Mit der Stadt verband sich immer schon die Hoffnung auf ein besseres Leben, wie sie sich auch in der im Mittelalter geltenden Rechtsnorm „Stadtluft macht frei“ ausdrückte.
Kultur als Merkmal für Lebensqualitöt
Ein Merkmal der Lebensqualität einer Stadt ist eindeutig die Kultur. Die DonnerSzenen, Musik und Literatur unter freiem Himmel, luden heuer zum fünften Mal in die Klagenfurter Innenstadt. An acht Donnerstagabenden im Juli und August wurde Gästen ein Kulturprogramm vom Feinsten geboten. Die wunderschönen Innenhöfe der Stadt verwandelten sich zur musikalischen und literarischen Sommerbühne, zu Begegnungen mit Musik und Literatur und Interessierten aus vielen Kärntner Bezirken und Gästen aus dem In- und Ausland. Klagenfurt war schon immer dafür bekannt, nicht den traditionellen Werten des Landes zu folgen. Das prägt die Identität seiner Gesellschaft und stärkt sie.
Bars, Cafes und Kaffeehäuser im Alltag
In den hippen Innenstadtcafés, in den Bars, stehen wir dicht an dicht am Tresen. In aller Eile trinken wir unseren Espresso, machen einen Blick in die zwei bis drei großformatigen Zeitungen Aber zumeist geht es hier gemütlicher zu, nicht wie im Süden jenseits der Grenze, wo die schnellen Espressi (Macchiati) der Treibstoff sind, die Aufputschmittel, die Löhne einer kleinen Pause.
Hier darf auch inne gehalten werden: In einem schönen Kaffeehaus, in einem coolen Buchladen: "Der Ort, wo wir uns trafen, war niemals wirklich in der Zeit, schrieb Christine Lavant in ihrem Gedicht "Wie gut".
Vergleichbares gab es in Österreich noch nicht
Über manche Dinge ärgern wir uns zutiefst: In Havanna haben die ersten Menschen nach einem landesweiten Stromausfall nach drei Tagen wieder Strom. Die Reparaturarbeiten am maroden kubanischen Stromnetz schreiten voran.

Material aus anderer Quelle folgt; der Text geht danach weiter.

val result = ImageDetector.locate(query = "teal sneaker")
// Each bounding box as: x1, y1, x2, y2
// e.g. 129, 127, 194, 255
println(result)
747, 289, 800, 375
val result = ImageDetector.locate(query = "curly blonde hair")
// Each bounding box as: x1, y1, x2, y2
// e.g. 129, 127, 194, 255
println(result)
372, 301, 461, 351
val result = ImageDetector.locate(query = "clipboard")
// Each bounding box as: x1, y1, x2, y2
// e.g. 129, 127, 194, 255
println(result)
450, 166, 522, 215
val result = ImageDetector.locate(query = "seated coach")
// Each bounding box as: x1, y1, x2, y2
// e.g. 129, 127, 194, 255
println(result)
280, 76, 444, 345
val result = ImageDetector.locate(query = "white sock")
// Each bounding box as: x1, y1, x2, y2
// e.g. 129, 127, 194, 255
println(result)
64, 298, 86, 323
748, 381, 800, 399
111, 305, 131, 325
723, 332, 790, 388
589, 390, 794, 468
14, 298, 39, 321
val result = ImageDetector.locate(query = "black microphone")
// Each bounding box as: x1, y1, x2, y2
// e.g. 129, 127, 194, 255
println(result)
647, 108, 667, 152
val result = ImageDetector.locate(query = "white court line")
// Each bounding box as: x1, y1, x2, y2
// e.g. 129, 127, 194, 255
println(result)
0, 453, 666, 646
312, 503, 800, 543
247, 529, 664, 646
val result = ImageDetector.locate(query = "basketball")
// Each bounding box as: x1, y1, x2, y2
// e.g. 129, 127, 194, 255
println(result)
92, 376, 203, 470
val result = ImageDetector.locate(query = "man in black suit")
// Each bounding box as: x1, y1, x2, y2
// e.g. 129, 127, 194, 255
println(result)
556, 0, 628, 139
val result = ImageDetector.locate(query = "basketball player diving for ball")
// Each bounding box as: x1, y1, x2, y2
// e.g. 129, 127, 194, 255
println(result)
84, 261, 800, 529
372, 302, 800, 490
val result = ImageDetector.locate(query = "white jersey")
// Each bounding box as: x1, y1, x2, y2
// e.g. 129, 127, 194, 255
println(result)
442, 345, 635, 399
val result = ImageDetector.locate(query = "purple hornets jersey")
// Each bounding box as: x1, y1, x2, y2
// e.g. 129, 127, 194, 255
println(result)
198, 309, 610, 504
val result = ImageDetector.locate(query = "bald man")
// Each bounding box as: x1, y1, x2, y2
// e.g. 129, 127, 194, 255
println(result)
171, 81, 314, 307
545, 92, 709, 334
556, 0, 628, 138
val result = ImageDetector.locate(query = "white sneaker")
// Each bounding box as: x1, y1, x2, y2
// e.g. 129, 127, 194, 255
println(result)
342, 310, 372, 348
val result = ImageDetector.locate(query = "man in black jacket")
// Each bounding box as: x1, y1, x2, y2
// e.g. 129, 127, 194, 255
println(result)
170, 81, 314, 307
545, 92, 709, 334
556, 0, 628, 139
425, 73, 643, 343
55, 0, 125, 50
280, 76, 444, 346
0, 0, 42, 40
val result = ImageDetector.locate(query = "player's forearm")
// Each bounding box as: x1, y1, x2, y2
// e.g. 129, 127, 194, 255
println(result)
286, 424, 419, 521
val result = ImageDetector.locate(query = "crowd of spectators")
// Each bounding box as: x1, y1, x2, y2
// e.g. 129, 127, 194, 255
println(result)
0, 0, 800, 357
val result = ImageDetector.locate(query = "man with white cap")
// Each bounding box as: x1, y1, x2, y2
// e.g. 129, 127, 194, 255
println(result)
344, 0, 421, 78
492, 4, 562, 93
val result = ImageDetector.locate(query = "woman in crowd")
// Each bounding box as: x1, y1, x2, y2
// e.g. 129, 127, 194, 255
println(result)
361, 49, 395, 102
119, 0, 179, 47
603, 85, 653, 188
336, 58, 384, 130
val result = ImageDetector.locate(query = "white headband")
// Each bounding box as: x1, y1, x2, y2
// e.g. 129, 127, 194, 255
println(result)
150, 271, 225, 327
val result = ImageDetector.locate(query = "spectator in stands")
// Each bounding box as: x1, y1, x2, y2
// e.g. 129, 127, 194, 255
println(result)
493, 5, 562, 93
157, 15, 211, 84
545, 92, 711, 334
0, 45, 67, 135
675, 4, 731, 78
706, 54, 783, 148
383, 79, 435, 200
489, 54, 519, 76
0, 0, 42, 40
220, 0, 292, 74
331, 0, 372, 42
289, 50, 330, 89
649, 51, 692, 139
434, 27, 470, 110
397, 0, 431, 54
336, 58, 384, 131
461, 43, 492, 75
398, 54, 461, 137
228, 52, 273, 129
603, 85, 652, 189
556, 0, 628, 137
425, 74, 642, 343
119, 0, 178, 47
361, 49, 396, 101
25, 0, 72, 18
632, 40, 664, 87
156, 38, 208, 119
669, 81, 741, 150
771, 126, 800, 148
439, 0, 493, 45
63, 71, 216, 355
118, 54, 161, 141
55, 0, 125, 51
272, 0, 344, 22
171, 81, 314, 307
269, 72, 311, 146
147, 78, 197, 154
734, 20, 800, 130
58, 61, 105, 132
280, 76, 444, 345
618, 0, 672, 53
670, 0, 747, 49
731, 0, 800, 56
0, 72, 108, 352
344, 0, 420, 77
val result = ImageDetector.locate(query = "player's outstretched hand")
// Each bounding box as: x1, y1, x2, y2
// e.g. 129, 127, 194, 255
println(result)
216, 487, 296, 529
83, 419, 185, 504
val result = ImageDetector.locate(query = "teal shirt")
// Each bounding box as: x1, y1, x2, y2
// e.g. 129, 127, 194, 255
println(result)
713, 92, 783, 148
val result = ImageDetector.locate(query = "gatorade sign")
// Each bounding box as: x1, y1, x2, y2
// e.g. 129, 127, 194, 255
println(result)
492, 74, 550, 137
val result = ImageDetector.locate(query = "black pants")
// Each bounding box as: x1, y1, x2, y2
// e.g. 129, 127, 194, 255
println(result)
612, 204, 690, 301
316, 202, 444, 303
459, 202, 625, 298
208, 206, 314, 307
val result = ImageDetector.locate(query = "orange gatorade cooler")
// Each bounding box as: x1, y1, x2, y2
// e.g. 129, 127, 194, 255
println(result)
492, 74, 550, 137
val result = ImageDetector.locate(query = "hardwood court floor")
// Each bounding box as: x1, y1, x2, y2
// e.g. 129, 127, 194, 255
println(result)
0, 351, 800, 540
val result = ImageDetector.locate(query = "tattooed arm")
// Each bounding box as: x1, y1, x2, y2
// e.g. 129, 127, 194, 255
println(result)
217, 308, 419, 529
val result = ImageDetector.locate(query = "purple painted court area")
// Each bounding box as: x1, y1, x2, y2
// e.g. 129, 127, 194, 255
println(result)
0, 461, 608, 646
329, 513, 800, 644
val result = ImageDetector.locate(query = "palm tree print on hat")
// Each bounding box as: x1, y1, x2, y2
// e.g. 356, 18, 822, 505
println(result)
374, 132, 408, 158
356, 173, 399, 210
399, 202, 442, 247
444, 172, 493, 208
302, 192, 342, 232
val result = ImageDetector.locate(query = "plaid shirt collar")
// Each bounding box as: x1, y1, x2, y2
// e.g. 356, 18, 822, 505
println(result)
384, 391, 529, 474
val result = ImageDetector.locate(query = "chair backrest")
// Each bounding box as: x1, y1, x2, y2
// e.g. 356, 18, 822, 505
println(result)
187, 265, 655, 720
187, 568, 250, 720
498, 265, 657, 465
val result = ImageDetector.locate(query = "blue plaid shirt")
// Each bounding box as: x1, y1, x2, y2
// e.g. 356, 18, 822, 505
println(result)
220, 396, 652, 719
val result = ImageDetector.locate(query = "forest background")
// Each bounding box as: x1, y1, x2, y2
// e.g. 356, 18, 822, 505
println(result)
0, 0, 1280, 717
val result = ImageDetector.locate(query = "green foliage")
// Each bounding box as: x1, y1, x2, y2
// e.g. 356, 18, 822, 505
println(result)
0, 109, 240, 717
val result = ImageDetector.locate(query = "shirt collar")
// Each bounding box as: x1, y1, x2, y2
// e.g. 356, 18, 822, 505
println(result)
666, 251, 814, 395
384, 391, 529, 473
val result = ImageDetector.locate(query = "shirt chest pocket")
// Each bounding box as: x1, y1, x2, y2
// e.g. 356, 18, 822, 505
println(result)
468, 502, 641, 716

In Klagenfurt konnten wir mehrere Wochen kein Leitungswasser trinken. Seit einer Woche kann das Trinkwasser im gesamten Stadtgebiet wieder getrunken werden. "Die Ursache ist nach wie vor unbekannt. Vergleichbares gab es in Österreich noch nicht", schreibt Eva Schrittwieser in der Tageszeitung Die Presse. Nun hat man ein Messkonzept mit 40 Messstellen und einen Detektor, mit dem man binnen 15 Minuten sagen könne, ob Trinkwasser in Ordnung ist oder nicht, hinzu kommen die amtlichen Testungen.
Sollen wir uns an Gert Jonke halten? "Und dieses Theater, das wir wegen diesem Theater gemacht haben." :-) Es ist nicht leicht zu erklären, worin die glückliche, beschwingte Atmosphäre eigentlich besteht, welche das Leben in der Stadt ausmacht. Die wunderschönen Herbsttage am Anfang dieser Woche mögen der Versuch einer Erklärung sein. Aber wer sind die Drahtzieher der Sonnenstrahlen, die Josef Winkler einst erwähnte?
Bon di und noch einen schönen Herbst.